AsliCirebon.com - Alex Usman
dijerat 7 tahun penjara atas dugaan kasus korupsi Uninterruptible Power Supply (UPS) yan
merugikan Negara sebesar Rp. 81,4 Milar. Pada sidang yang digelar kemarin di
pengadilan tindak pidana korupsi juga menuntut tersangka Alex usman dengan dituntut
pidana 7 tahun dan denda Rp500 juta subsidaire 6 bulan kurungan.
"Menuntut Majelis Hakim Tindak
Pidana Korupsi memutuskan, menyatakan terdakwa Alex Usman terbukti bersalah
melakukan tindak pidana korupsi sebagaimana dalam dakwaan primer” ” Ujar Jaksa
Tasjrifin Halim.
Alex Usman diancam dengan dengan
Pasal 2 ayat (1) UU Nomor 31 Tahun 1999 tentang Pemberantasan Tindak Pidana
Korupsi sebagaimana telah diubah dengan UU Nomor 20 Tahun 2001 tentang
perubahan atas UU Nomor 31 Tahun 1999 tentang Pemberantasan Tindak Pidana
Korupsi jo Pasal 55 ayat (1) ke-1 KUHP.
Alex Usman diduga membantu Direktur
Utama PT Offistarindo Adhiprima, Harry Lo untuk bisa menjadikan Uninterruptible
Power Supply (UPS) sebagai barang yang bisa digunakan untuk sekolah,
padahal UPS sangat tidak diperlukan oleh sekolah.

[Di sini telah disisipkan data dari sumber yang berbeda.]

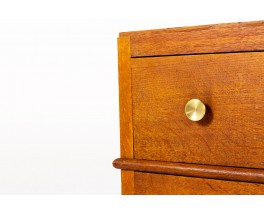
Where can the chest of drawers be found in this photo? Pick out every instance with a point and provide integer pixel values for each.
(191, 110)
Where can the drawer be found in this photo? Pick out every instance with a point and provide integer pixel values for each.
(229, 84)
(158, 184)
(160, 71)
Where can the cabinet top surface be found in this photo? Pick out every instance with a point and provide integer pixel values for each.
(217, 38)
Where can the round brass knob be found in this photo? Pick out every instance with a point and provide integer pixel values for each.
(195, 109)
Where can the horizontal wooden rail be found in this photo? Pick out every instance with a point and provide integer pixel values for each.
(192, 170)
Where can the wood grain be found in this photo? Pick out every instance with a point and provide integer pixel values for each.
(192, 170)
(231, 86)
(125, 110)
(233, 37)
(158, 184)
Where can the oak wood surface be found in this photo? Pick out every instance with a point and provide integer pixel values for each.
(232, 37)
(125, 110)
(158, 184)
(231, 86)
(193, 170)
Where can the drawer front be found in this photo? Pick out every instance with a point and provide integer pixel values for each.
(155, 184)
(231, 86)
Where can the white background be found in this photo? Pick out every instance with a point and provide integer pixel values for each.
(59, 127)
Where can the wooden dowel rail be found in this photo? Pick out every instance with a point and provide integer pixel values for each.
(192, 170)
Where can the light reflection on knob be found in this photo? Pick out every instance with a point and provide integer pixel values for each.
(195, 109)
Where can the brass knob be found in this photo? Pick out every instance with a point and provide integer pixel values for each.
(195, 109)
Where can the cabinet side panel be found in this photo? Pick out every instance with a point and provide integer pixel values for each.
(125, 111)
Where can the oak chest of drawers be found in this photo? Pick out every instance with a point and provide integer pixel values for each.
(192, 110)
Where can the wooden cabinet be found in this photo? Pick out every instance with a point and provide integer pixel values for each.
(164, 152)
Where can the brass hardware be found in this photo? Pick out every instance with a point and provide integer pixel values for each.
(195, 109)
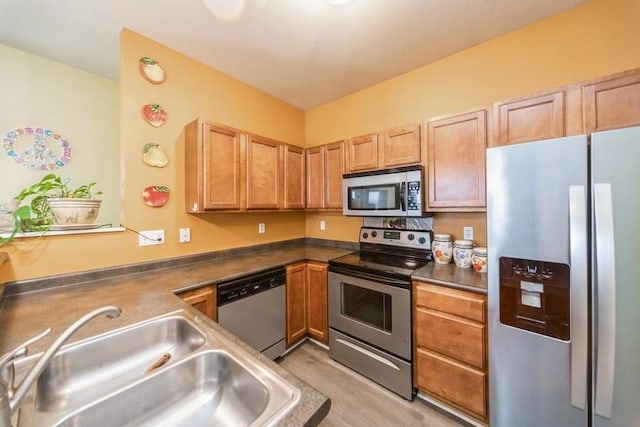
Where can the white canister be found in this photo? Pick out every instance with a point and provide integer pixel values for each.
(462, 251)
(479, 259)
(442, 248)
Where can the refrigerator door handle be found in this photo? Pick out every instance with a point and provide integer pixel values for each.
(579, 294)
(606, 292)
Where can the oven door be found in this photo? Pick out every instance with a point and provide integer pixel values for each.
(372, 311)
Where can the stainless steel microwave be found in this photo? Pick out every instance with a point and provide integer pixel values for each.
(387, 192)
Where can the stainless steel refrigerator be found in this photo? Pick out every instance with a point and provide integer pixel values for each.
(564, 281)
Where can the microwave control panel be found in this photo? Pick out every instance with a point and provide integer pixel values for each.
(414, 199)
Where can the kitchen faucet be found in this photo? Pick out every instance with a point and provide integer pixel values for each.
(11, 397)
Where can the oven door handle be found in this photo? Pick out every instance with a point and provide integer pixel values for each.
(369, 276)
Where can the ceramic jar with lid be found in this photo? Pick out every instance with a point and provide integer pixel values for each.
(462, 251)
(442, 248)
(479, 259)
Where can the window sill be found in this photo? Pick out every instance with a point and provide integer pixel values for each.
(99, 228)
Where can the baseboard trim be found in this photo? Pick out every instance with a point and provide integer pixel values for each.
(450, 411)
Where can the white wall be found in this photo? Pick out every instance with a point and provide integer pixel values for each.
(82, 107)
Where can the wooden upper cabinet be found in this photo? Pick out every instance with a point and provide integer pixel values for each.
(397, 146)
(334, 169)
(529, 119)
(400, 146)
(362, 153)
(325, 166)
(315, 177)
(612, 102)
(263, 173)
(294, 177)
(212, 167)
(456, 162)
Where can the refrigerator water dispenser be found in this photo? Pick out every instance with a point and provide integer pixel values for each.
(534, 296)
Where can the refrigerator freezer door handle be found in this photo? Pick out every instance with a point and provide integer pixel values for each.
(606, 291)
(579, 294)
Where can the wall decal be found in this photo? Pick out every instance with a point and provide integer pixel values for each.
(154, 155)
(151, 70)
(154, 114)
(156, 195)
(37, 148)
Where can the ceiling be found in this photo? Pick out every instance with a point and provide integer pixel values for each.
(304, 52)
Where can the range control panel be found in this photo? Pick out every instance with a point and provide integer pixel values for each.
(407, 238)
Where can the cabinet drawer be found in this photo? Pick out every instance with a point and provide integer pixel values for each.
(456, 383)
(460, 303)
(457, 338)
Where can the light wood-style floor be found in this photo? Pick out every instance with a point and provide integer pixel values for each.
(356, 400)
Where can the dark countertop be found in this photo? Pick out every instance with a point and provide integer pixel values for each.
(147, 294)
(449, 275)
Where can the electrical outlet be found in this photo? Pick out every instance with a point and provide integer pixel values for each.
(468, 233)
(151, 237)
(185, 235)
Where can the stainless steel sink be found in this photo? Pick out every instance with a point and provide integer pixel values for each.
(208, 380)
(85, 371)
(206, 389)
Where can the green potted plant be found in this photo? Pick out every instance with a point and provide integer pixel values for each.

Selain nama Alex Usman yang menjadi
tersangka, ada banyak nama lain yang juga tersangkut dalam korupsi pengadaan
UPS ini, antara lain Zaenal Soleman sebagai pejabat pembuat komitmen Dinas
Pendidikan Menengah Jakarta Pusat. Dan terdapat nama juga dari anggota DPRD
Jakarta adalah Muhammad Firmansyah yang berasal dari Fraksi Partai Demokrat dan
Fahmi Zulfikar dari Fraksi Partai Hanura.